3D bioprinting is based on the same principles of earlier 3D printing technologies, but has been customized to manufacture permanent implants, biomimetic scaffolds and drug delivery platforms using cells, growth factors and biomaterials as input materials. The technology can produce objects with controlled morphology and internal structure having highly similar structure to the human body [68,69]. Currently, the technology is used in various aspects of tissue engineering and regenerative medicines applications including hard and soft tissue printing, cartilage printing, skin printing and tumorous tissue model printing [69]. The commonly used printing technologies for 3D bioprinting include laser printing, inkjet printing and extrusion printing with unique features as presented under Table 1. The control and optimization of key factors such as input materials properties, scaffold structure, printing precision and environmental control are essential elements for successful 3D bioprinting [[70], [71], [72]].
Table 1.
Print methods | Bioinks | Resolution | Cell viability | Cell density | Print speed | Target tissue |
---|---|---|---|---|---|---|
Laser-assisted Printing | Fibrinogen, collagen, GelMA | 1–50 μm | 97% | 108 cells/ml | 100–1600 mm/s | Skin, vesse |
Inkjet Printing | Collagen, poly(ethylene glycol) dimethacrylate (PEGDMA), fibrinogen, alginate, GelMA | 50–500 μm | 85–98% | <5 × 106 cells/ml | 1000–5000 droplets/s | Skin, cartilage, bone, tumor, liver |
Extrusion Printing | Gelatin, poly-caprolactone (PCL),polyethyleneglycol (PEG), alginate, hyaluronic acid (HA), polyamide(PA), polydimethyl-siloxane (PDMS) dECM, nanocellulose | >50 μm | 80–96% | Cell spheroid | 5–20 mm/s | Skin, cartilage, vessel, bone, muscle, tumor, heart |
According to the comprehensive review by Ventola [59], the major steps in 3D bioprinting include: (i) creating a blueprint of the desired organ with its vascular architecture; (ii) generating a bioprinting process plan; (iii) isolating stem cells and differentiating them into organ-specific cells; (iv) preparing bioink reservoirs with organ-specific cells, blood vessel cells, and support medium to be loaded into the printer; (v) bioprinting the required product; and (vi) placing the bioprinted organ in a bioreactor prior to transplantation (Fig. 1).

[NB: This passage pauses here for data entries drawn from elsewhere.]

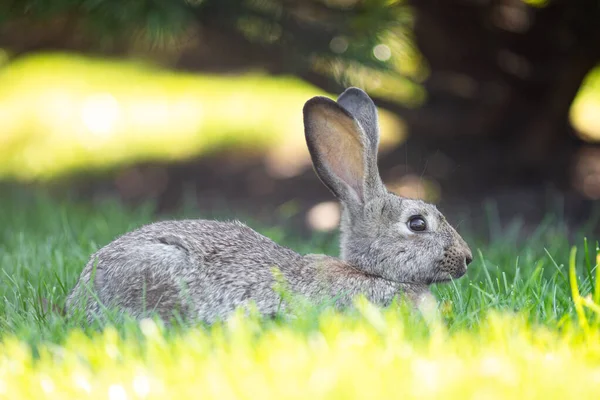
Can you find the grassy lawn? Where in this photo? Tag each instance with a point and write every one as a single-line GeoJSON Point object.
{"type": "Point", "coordinates": [509, 329]}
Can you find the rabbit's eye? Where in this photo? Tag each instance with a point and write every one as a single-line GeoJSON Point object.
{"type": "Point", "coordinates": [417, 223]}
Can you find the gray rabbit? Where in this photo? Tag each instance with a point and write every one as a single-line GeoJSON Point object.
{"type": "Point", "coordinates": [203, 270]}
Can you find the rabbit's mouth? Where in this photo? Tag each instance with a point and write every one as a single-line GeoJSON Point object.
{"type": "Point", "coordinates": [452, 266]}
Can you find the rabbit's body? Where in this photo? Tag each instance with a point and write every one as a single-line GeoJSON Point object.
{"type": "Point", "coordinates": [194, 267]}
{"type": "Point", "coordinates": [205, 269]}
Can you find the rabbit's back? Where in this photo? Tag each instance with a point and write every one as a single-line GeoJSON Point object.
{"type": "Point", "coordinates": [201, 269]}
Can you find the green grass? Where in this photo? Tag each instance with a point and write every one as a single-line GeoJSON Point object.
{"type": "Point", "coordinates": [510, 328]}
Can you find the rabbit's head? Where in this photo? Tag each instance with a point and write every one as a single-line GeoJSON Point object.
{"type": "Point", "coordinates": [396, 238]}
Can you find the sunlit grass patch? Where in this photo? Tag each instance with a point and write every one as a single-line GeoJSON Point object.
{"type": "Point", "coordinates": [524, 323]}
{"type": "Point", "coordinates": [64, 112]}
{"type": "Point", "coordinates": [367, 356]}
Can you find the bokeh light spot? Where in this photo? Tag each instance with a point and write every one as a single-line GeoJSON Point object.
{"type": "Point", "coordinates": [100, 113]}
{"type": "Point", "coordinates": [382, 52]}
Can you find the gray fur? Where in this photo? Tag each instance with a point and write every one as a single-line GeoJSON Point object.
{"type": "Point", "coordinates": [203, 270]}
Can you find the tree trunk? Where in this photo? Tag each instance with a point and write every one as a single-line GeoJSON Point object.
{"type": "Point", "coordinates": [503, 77]}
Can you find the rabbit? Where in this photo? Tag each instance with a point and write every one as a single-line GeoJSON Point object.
{"type": "Point", "coordinates": [203, 270]}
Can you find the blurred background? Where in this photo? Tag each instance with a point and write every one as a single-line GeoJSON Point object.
{"type": "Point", "coordinates": [489, 108]}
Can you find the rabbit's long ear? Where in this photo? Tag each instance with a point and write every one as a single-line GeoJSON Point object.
{"type": "Point", "coordinates": [341, 151]}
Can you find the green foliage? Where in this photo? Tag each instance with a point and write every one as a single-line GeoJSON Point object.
{"type": "Point", "coordinates": [337, 39]}
{"type": "Point", "coordinates": [512, 325]}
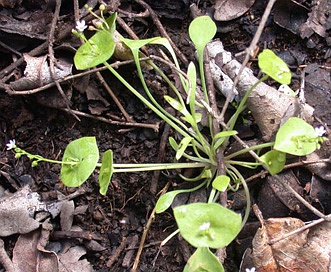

2. Medical application of 3D printing
The medical applications of 3D printing date back to the early 2000s following the production and use of dental implants and prosthetics [75]. Since then, the medical applications for 3D printing have evolved considerably. Medical uses for 3D printing, both actual and potential, can be organized into several broad categories, including: tissue and organ fabrication; creation of customized prosthetics, implants, and anatomical models; and pharmaceutical research regarding drug dosage forms, delivery, and discovery [76]. Some reviews describe the use of 3D printing to produce bones, ears, exoskeletons, windpipes, a jaw bone, eyeglasses, cell cultures, stem cells, blood vessels, vascular networks, tissues, and organs, as well as novel dosage forms and drug delivery devices [77]. Its application in medicine can provide many benefits, including: the customization and personalization of medical products, drugs, and equipment; cost-effectiveness; increased productivity; the democratization of design and manufacturing; and enhanced collaboration [78].
Following the development of fast and precise prototyping 3D printing machines, companies have started commercialization of various medical technology products. Availability of open access software technology sources helped rapid proliferation and commercialization of the platform for medical application [64]. The growing application of 3D printing in medicine is primarily associated with the efficient manufacturing process, and the flexibility to manufacture medical products with customized size and shape. The technology has been used for the production of various types bodily constructs such as blood vessels, vascular networks, bones, cartilages, exoskeletons, eyeglasses, cell cultures, tissues, organs and novel drug delivery devices [55,79]. Generally, the medical applications of 3D printing technology can be broadly categorized as: (i) tissue and organ fabrication; (ii) manufacturing of prosthetics, implants and anatomical models; and (iii) development of novel drug delivery platforms and advanced dosage forms [59]. Because of the increasing aging population, natural and manmade crisis, accidents, birth defects and related medical problems, the demand for replacement and transplant products is significantly growing. In the light of increasing demand and dire shortage of donors, 3D bioprinting will continue to play major roles in the field [80,81].
As the latest advancement in tissue engineering, 3D bioprinting has been predicted to revolutionize the production of tissue constructed using cell-based material inputs and well-established bioink technologies. Because of their desired features such as; greater differentiation capacity and self-renewal, stem cells are gaining momentum for 3D biofabrication of precise tissue scaffolds and replacements organ constructs [82,83].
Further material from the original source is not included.